Jan 7 (IPS) – China’s booming medical biotechnology industry is producing controversial drugs and gene therapy treatment programmes for domestic use, as well as to treat critically ill foreigners seeking potential cures unavailable elsewhere.
China’s Beike Biotechnologies harvests stem cells from the umbilical cord or amniotic membrane and injects them into patient’s spinal region. More than 1,000 patients, including 60 foreigners, have been treated for a variety of conditions including Alzheimer’s disease, autism, brain trauma, cerebral palsy and spinal cord injury, according to a study published Monday in the journal Nature Biotechnology.
“We met foreigners there who were happy with Beike’s treatments,” said Peter Singer of the McLaughlin-Rotman Centre for Global Health at the University of Toronto and co-author of the study.
However, China’s regulatory agency, the State Food and Drug Administration (SFDA), did not require clinical trials, making it difficult to evaluate the efficacy of these therapies, Singer told IPS.
It is an extraordinarily controversial approach and Beike and others in China would be considered “rogue companies” in North America or Europe, he said.
Although less than 10 years old, China’s medical biotech industry has become both an innovator and a place where the world’s biggest pharmaceutical companies contract out their very expensive clinical research and trials.
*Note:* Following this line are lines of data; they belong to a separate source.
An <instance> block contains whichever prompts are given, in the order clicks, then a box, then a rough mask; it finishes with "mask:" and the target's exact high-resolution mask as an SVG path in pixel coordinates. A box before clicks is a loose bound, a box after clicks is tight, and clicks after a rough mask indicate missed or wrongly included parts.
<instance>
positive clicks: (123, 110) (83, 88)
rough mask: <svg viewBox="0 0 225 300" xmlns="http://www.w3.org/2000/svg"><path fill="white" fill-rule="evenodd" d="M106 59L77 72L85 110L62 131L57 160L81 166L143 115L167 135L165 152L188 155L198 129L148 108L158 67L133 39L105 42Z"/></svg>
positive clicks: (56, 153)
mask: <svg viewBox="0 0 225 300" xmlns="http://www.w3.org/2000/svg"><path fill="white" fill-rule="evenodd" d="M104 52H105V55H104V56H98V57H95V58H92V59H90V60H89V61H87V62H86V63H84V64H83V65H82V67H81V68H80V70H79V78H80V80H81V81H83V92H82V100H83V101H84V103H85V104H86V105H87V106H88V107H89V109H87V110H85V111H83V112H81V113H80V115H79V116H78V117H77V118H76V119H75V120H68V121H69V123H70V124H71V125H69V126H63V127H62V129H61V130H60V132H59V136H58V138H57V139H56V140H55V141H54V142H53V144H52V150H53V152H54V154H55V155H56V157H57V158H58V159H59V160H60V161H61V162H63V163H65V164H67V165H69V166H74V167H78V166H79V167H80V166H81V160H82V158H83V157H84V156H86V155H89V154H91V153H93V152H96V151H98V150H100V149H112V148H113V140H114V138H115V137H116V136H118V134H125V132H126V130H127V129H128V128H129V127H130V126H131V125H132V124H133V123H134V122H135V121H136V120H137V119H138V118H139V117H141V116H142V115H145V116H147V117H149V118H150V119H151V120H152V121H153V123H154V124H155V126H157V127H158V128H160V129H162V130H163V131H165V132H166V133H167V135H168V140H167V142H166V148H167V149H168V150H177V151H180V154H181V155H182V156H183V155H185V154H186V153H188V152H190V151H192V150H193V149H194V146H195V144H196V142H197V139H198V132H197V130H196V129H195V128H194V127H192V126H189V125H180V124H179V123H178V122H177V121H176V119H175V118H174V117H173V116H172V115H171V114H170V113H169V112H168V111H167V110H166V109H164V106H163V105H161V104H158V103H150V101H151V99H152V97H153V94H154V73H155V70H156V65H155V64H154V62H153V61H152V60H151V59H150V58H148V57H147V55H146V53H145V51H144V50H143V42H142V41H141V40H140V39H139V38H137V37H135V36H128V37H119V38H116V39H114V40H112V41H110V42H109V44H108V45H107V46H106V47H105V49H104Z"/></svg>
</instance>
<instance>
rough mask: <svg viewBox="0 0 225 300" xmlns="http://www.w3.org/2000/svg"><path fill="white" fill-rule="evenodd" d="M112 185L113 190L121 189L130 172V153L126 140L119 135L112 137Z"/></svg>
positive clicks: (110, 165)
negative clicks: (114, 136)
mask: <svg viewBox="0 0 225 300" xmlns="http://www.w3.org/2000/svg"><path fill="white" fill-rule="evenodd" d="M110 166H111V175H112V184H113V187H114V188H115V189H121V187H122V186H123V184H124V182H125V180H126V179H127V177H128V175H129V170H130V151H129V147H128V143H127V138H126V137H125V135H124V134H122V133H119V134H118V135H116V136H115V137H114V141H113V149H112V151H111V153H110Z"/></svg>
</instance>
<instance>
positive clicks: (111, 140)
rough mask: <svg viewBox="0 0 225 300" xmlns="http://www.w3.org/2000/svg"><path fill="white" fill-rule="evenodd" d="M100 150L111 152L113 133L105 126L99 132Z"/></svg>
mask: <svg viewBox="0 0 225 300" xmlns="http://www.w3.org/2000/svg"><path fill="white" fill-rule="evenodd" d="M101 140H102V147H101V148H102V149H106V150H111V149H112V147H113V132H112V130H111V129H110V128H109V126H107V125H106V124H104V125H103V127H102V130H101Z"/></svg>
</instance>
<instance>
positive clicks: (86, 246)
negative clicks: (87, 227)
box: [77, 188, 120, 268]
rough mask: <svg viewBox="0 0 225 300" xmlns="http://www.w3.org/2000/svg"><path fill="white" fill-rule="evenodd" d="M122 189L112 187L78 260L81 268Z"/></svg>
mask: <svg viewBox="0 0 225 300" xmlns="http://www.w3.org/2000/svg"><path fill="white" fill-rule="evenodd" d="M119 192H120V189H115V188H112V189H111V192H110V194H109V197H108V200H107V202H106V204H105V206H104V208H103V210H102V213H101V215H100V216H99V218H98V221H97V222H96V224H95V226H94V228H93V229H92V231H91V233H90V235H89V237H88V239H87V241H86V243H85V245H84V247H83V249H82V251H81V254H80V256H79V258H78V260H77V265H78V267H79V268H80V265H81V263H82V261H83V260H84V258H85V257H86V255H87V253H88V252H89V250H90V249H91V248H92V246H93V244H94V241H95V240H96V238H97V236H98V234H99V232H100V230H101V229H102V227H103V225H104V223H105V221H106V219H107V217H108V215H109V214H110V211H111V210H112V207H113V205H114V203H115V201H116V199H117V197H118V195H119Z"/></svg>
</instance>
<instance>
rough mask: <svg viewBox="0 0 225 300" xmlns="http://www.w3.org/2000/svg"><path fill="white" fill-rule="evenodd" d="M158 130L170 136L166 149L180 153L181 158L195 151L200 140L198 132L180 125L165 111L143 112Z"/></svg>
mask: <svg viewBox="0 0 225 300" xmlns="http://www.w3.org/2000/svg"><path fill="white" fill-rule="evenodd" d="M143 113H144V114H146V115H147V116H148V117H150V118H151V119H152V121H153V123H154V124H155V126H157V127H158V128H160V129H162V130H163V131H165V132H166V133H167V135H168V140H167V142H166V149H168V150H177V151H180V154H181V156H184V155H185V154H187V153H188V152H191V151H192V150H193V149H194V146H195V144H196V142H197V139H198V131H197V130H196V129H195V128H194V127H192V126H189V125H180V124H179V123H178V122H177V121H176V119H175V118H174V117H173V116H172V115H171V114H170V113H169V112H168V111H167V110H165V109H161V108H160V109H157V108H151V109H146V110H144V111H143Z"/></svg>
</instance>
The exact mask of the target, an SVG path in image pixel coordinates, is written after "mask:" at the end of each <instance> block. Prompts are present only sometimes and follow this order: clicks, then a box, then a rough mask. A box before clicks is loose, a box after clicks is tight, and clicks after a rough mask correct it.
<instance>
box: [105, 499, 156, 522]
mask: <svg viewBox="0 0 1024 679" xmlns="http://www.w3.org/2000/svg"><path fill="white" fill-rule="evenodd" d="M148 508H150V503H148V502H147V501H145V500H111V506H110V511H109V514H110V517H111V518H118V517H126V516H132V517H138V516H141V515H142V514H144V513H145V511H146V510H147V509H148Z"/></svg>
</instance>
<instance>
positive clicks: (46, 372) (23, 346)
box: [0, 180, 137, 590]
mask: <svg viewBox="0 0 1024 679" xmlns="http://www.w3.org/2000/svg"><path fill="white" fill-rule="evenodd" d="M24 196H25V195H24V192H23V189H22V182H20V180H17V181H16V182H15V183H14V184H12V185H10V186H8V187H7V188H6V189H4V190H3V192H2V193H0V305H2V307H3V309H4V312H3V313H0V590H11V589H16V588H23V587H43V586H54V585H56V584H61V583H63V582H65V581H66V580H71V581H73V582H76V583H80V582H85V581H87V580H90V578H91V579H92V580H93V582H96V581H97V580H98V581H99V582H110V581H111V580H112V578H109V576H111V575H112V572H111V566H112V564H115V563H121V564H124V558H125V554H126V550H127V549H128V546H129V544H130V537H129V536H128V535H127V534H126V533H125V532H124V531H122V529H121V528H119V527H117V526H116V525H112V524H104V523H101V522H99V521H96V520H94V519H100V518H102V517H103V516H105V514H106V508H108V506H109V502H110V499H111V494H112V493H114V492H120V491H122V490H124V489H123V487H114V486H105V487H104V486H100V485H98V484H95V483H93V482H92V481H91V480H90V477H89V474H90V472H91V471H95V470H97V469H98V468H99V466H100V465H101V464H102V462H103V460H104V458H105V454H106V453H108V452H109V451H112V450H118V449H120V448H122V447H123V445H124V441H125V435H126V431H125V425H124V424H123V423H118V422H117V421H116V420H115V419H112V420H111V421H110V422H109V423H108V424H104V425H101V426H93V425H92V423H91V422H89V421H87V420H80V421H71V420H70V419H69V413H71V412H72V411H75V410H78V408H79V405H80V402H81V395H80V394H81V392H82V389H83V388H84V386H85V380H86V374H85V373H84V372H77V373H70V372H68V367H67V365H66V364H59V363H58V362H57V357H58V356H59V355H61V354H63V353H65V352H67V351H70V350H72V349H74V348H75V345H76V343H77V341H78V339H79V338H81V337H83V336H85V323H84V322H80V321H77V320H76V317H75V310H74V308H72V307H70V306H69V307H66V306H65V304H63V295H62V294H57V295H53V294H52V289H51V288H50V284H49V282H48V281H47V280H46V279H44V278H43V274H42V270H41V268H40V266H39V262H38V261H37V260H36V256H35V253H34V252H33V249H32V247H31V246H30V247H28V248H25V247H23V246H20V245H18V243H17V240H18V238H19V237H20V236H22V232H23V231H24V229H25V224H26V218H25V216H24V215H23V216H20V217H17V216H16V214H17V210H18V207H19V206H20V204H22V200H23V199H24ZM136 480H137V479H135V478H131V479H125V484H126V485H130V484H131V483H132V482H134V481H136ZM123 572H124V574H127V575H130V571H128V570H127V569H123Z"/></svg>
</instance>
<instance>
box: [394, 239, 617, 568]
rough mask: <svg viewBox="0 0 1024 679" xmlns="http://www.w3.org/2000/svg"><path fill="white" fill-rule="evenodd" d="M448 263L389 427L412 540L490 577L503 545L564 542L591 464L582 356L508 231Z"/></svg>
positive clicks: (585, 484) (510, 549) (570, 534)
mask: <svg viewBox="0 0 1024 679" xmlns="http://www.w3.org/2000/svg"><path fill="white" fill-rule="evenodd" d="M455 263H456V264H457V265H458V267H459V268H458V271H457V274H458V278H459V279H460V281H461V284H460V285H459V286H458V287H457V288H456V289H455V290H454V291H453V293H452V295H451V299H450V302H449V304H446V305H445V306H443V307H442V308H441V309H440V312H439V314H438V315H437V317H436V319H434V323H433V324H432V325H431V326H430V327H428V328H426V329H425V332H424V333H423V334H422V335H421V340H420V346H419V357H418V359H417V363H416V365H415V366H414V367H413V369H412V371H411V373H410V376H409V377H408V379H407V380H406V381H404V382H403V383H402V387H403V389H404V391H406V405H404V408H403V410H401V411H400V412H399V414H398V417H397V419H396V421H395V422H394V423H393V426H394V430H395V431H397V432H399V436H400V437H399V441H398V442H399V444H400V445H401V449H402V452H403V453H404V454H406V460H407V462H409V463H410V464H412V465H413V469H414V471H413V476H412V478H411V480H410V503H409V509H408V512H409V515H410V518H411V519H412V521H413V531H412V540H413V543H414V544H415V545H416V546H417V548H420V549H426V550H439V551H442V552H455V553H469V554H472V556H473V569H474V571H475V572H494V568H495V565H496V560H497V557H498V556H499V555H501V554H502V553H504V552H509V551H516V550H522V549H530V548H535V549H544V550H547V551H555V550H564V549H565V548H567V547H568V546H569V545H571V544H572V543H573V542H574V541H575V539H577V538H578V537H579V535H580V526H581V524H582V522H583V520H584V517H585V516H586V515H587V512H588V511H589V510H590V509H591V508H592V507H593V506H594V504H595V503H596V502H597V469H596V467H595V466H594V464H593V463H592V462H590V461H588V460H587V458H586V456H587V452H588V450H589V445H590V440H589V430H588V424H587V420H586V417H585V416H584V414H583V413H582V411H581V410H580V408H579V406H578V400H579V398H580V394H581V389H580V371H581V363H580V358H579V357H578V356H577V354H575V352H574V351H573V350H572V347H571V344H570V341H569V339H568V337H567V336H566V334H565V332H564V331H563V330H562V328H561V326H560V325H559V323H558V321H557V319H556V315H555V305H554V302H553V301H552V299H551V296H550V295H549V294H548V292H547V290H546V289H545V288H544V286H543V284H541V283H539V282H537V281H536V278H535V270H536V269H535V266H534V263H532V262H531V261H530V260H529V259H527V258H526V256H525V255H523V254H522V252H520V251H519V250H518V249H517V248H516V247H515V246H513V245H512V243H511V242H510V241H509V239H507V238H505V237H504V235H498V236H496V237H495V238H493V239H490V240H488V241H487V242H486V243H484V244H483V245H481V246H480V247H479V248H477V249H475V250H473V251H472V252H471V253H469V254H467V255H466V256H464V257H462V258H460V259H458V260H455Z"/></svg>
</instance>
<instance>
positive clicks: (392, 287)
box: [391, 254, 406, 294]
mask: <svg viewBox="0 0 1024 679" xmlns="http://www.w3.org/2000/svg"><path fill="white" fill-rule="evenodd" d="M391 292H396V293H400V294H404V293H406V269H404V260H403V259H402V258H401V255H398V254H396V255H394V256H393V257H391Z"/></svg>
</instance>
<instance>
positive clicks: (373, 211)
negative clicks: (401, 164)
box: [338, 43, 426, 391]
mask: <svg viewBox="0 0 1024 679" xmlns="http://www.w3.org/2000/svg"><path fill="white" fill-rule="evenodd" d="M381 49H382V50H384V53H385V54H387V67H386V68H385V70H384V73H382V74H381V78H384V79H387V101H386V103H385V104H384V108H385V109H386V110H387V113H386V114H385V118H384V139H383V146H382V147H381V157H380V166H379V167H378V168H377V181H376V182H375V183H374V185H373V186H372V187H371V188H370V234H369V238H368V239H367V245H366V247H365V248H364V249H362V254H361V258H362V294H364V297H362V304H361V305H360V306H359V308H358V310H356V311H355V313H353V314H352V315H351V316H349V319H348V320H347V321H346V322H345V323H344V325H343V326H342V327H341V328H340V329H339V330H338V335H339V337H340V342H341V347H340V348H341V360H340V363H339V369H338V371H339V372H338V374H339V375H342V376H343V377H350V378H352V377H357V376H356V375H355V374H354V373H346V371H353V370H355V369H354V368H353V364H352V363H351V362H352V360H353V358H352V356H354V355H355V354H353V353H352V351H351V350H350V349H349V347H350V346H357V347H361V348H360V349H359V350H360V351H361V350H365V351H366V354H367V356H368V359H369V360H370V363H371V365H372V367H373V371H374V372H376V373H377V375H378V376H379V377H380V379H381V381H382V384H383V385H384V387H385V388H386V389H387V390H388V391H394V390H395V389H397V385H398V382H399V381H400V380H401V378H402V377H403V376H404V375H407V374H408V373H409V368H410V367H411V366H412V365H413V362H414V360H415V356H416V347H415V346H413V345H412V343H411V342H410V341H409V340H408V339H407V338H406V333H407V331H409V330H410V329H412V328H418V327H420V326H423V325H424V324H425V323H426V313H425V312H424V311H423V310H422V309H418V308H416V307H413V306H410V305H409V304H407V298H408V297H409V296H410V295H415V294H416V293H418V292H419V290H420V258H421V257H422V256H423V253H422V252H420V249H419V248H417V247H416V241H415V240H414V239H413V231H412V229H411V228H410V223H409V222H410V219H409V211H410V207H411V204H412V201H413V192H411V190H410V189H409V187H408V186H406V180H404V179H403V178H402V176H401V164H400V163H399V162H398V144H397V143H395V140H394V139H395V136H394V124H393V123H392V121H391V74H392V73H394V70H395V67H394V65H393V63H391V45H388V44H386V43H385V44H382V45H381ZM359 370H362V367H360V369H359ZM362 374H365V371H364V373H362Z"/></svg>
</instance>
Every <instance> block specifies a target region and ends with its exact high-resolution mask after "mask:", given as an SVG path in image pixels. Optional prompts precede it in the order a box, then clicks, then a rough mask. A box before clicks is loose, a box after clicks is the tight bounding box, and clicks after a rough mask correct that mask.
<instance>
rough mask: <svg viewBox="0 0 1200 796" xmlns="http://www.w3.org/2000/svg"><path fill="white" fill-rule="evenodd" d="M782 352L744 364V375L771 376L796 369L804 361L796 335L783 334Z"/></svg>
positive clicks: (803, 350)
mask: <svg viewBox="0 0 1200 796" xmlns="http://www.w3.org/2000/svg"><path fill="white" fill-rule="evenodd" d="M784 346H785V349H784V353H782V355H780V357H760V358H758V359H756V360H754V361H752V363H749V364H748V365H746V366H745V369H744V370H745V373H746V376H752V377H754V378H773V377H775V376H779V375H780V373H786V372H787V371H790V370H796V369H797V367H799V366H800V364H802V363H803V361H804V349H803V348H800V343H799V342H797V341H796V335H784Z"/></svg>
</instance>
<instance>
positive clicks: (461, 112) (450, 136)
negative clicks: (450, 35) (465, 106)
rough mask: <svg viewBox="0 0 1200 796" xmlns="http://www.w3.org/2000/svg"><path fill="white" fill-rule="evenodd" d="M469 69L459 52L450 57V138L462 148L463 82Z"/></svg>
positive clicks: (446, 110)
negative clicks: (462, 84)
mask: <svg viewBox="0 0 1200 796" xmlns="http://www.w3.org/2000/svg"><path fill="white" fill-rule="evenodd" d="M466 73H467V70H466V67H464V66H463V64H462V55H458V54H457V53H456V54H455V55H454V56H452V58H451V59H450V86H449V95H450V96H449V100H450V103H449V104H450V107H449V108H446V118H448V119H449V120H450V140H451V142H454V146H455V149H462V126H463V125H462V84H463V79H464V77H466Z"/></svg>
One of China’s largest firms, WuXi PharmaTech, is listed on the New York Stock Exchange and recently acquired a U.S. biologics firm.
“The Chinese biotechnology industry is like a baby dragon, which will grow quickly and soon become hard to ignore,” Singer said.
In 2007, China had sales of 3 billion dollars in biopharmaceuticals, while U.S. biotechnology companies had sales of 59 billion dollars in 2006, according to the accounting firm Ernst & Young LLP.
Singer and colleagues interviewed 22 Chinese companies to obtain the first detailed analysis of developments in the rapidly growing but largely unknown health biotech sector.
Spurred by government investment, China developed the world’s first commercialised gene therapy product called Gendicine. It is used in the treatment of head and neck cancers and more than 5,000 patients have been treated so far, about 400 of them from overseas. The drug is currently undergoing further clinical trials in China for several new indications, including liver, abdominal and pancreatic cancer.
Chinese firms are also developing vaccines to address both local and global needs. They include Shanghai United Cell Biotech, which is manufacturing and marketing one of only two oral cholera vaccines available worldwide (and the only one available in tablet form). Other firms are working on an oral HIV vaccine and novel vaccines against Japanese Encephalitis, SARS and pandemic avian influenza (H5N1 strain).
However, China’s primary focus is on meeting the health needs of its 1.3 billion inhabitants.